In his reply to Mrs Nuala O'Loan's report, which has been seen by The Irish Times, Sir Ronnie contests her findings, branding many of her conclusions as "significantly factually inaccurate", "unwarranted assumptions", "misunderstandings" or "material omissions".

He flatly rejects the call by Mrs Nuala O'Loan for an outsider to lead the investigation.

He says: "It is a matter of profound concern that the Chief Constable and other affected police officers were denied fair and reasonable opportunity to make a considered and informed response to the [Ombudsman's] draft report."

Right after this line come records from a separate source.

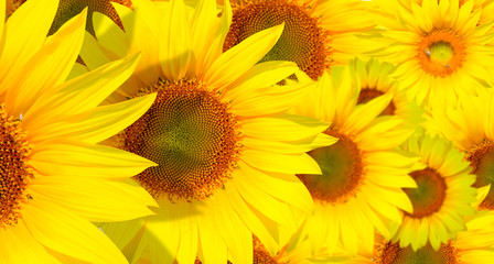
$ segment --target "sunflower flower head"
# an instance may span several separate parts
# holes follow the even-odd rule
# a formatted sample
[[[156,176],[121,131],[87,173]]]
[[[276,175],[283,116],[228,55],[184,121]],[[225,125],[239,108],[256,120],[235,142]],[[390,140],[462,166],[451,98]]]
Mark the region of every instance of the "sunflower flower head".
[[[391,102],[393,92],[357,105],[359,87],[351,81],[351,73],[334,67],[332,77],[323,75],[318,89],[297,107],[298,113],[330,122],[324,133],[339,139],[309,152],[322,176],[298,175],[315,204],[304,232],[313,251],[326,246],[330,255],[340,243],[350,254],[362,249],[370,252],[375,231],[389,238],[384,222],[399,224],[399,209],[412,211],[401,188],[416,187],[408,173],[418,158],[394,150],[414,130],[402,127],[397,116],[378,117]],[[390,160],[396,162],[385,162]]]
[[[491,90],[481,90],[479,96],[465,97],[459,108],[432,111],[427,123],[430,131],[452,141],[457,148],[465,153],[464,158],[470,163],[471,174],[476,176],[473,184],[475,188],[493,184],[494,130],[492,116],[488,114],[493,103],[494,94]],[[494,209],[492,189],[479,209]]]
[[[405,191],[414,211],[405,212],[393,242],[399,240],[400,248],[411,245],[414,251],[430,242],[429,246],[438,250],[464,230],[463,218],[475,211],[475,177],[464,155],[440,138],[412,136],[404,150],[419,154],[425,167],[410,173],[418,187]]]
[[[480,21],[486,15],[477,1],[374,2],[370,14],[384,28],[387,46],[374,54],[398,65],[395,76],[409,100],[455,106],[460,97],[493,85],[487,32],[494,24]]]
[[[158,92],[150,110],[114,143],[159,164],[135,179],[160,209],[154,217],[103,229],[131,262],[149,254],[152,263],[189,263],[198,256],[203,263],[250,264],[253,234],[275,253],[272,227],[297,226],[292,207],[313,209],[296,176],[321,173],[305,152],[335,141],[321,133],[327,123],[287,113],[314,87],[277,85],[297,65],[259,63],[284,24],[223,52],[232,22],[228,2],[221,12],[212,0],[198,1],[195,9],[182,0],[132,3],[133,10],[114,4],[125,32],[94,15],[96,38],[86,34],[80,56],[93,68],[141,52],[133,75],[107,102]],[[124,229],[132,230],[129,237],[119,235]]]
[[[332,65],[345,64],[363,46],[354,33],[373,28],[362,1],[269,0],[233,1],[233,21],[224,43],[227,51],[248,36],[284,23],[273,48],[260,62],[290,61],[316,80]]]
[[[66,80],[87,10],[46,37],[56,8],[57,1],[30,0],[0,22],[2,261],[126,263],[90,221],[151,215],[148,206],[157,202],[130,177],[155,164],[97,143],[136,121],[155,95],[98,107],[138,55]]]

He adds: "The case against the Chief Constable and other affected officers was at no time put to them for response fully, adequately or at all . . . The PSNI accepts that, inevitably, there have been errors in the conduct of this, as of any investigation. However, it does not accept either the broad thrust or most of the detail of the Ombudsman's criticisms." His response to Mrs O'Loan's withering report is a paragraph-by-paragraph rejection of criticisms made by her of the RUC investigation.

The first volume of Sir Ronnie's report runs to 87 pages and challenges in detail many of the conclusions arrived at by Mrs O'Loan and her team. The second volume, at more than 100 pages, deals, among other issues, with six recommendations on the way forward raised by the Ombudsman.

Sir Ronnie refers to intelligence provided by the informer known as Kevin Fulton three days before the Omagh bombing and says: "The Ombudsman fails to mention that by 1994 Fulton was regarded by Special Branch as unreliable . . . At no time prior to Omagh did Fulton provide relevant material in respect of the bombing." Also rejected is the claim that intelligence tip-offs could have prevented the bombing.

Mrs O'Loan has claimed: "The Omagh Bomb Investigation Team was deprived of significant lines of inquiry." But Sir Ronnie counters: "The PSNI absolutely rejects the charge that the Omagh Bomb Investigation Team has been deprived".

He concludes: "The report has done a great disservice and caused great hurt to the PSNI and to individual officers within it and has inflicted further unnecessary grief and anxiety on the relatives of those murdered and those injured. The PSNI regrettably concludes the Ombudsman's investigation has lacked the necessary rigour, evidence and fairness that would legitimately be expected."